Pembrolizumab monotherapy provides durable anti-tumor activity and promotes overall survival (OS) in previously untreated advanced hepatocellular carcinoma patients. Nearly half of patients demonstrated some reduction in the size of their target lesion from baseline while on immunotherapy with the programmed death-1 inhibitor.
Previously, in cohort 1 of the open-label, single-arm, multi-country, Phase II KEYNOTE-224 trial, pembrolizumab monotherapy was shown to be efficacious and tolerable in patients with advanced hepatocellular carcinoma previously treated with sorafenib.
At the 2021 ASCO Gastrointestinal Cancers Symposium, lead author Jean-Luc Van Laethem, MD, PhD, of Hopital Erasme-Universite Libre de Bruxelles in Brussels, Belgium, presented data from cohort 2, which enrolled patients with advanced hepatocellular carcinoma and no prior systemic therapy (Abstract 297).
Research Details
A total of 51 patients were enrolled and treated with pembrolizumab 200 mg intravenously every 3 weeks for up to 2 years. The primary endpoint of the trial was objective response rate (ORR) with secondary endpoints of duration of response, disease control rate, time to progression (TTP), progression-free survival (PFS), OS, and safety. The median time from the first dose of therapy to data cutoff was 21 months.
Key eligibility criteria in this cohort included the following:
* the presence of radiologically, histologically, or cytologically confirmed, incurable hepatocellular carcinoma not amenable or refractory to locoregional therapy;
* measurable disease per RECIST 1.1 by blinded independent central review;
* Child-Pugh class A status;
* ECOG performance status of 0 or 1;
* a Barcelona Clinic Liver Cancer Stage B or C; and
* a life expectancy of 3 months or more.
Patients had a median age of 68 years and were mostly men (86%). About one-third of patients (37%) had an alpha-fetoprotein level higher than 200 ng/mL and about half (47%) reported alcohol use predisposing to hepatocellular carcinoma. Extrahepatic disease was present in about one-third (35%) and vascular invasion in 18 percent.
"If we look to the anti-tumor activity, the ORR was 16 percent, including eight patients with partial response. Median duration of response was not reached, while 70 percent were estimated to have response duration of at least 12 months," said Van Laethem.

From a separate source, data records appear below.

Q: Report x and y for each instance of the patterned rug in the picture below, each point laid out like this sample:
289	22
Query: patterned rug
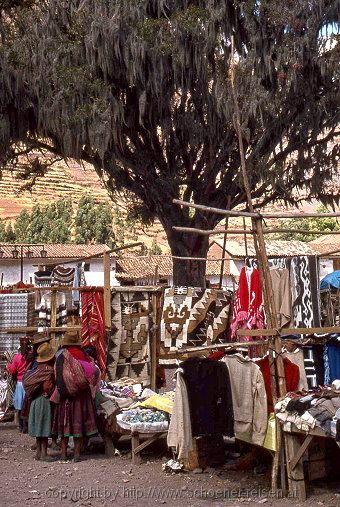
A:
129	344
305	287
193	317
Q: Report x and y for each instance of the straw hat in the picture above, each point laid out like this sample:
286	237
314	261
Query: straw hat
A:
45	352
40	338
71	339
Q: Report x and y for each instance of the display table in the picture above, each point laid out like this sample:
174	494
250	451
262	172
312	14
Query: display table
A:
297	442
137	447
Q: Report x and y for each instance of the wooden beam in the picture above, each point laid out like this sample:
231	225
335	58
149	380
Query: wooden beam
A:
233	213
203	259
32	329
300	215
216	232
218	211
217	346
287	331
209	232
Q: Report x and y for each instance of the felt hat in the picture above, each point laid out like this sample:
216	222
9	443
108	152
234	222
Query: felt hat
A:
71	339
45	352
40	338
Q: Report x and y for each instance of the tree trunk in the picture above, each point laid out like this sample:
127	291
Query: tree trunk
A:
188	273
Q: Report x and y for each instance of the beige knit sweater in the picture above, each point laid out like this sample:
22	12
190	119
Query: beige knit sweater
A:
249	398
179	434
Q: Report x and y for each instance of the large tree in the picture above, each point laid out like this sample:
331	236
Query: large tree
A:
141	89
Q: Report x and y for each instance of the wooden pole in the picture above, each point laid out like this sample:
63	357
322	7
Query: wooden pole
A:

"The percentage of patients with an objective response was generally similar across specified subgroups. And we observed reduction from baseline in tumor target lesion size in 22 of the 47 patients in course 2."
Median TTP was 4 months, median PFS was 4 months, and PFS rate at 12 months was 24 percent. The median overall survival was 17 months, and overall survival rate at 12 months was 58 percent, Van Laethem reported.
"If we look to the toxicity and tolerability, treatment-related adverse events occurred in 27 patients (53%). The most common ones were diarrhea (10%), fatigue (8%), hypothyroidism (8%), and myalgia (8%)," he said. Grade 3 or more treatment-related adverse events occurred in three patients, and one patient died.
In conclusion, Van Laethem noted: "In patients with advanced hepatocellular carcinoma and no prior systemic therapy, pembrolizumab monotherapy provided durable anti-tumor activity and promising overall survival. Safety profile with pembrolizumab was generally consistent with that previously observed for pembrolizumab in advance hepatocellular carcinoma in the second-line setting. These findings clearly support further evaluation of pembrolizumab-based regimens in the therapeutic landscape of hepatocellular carcinoma."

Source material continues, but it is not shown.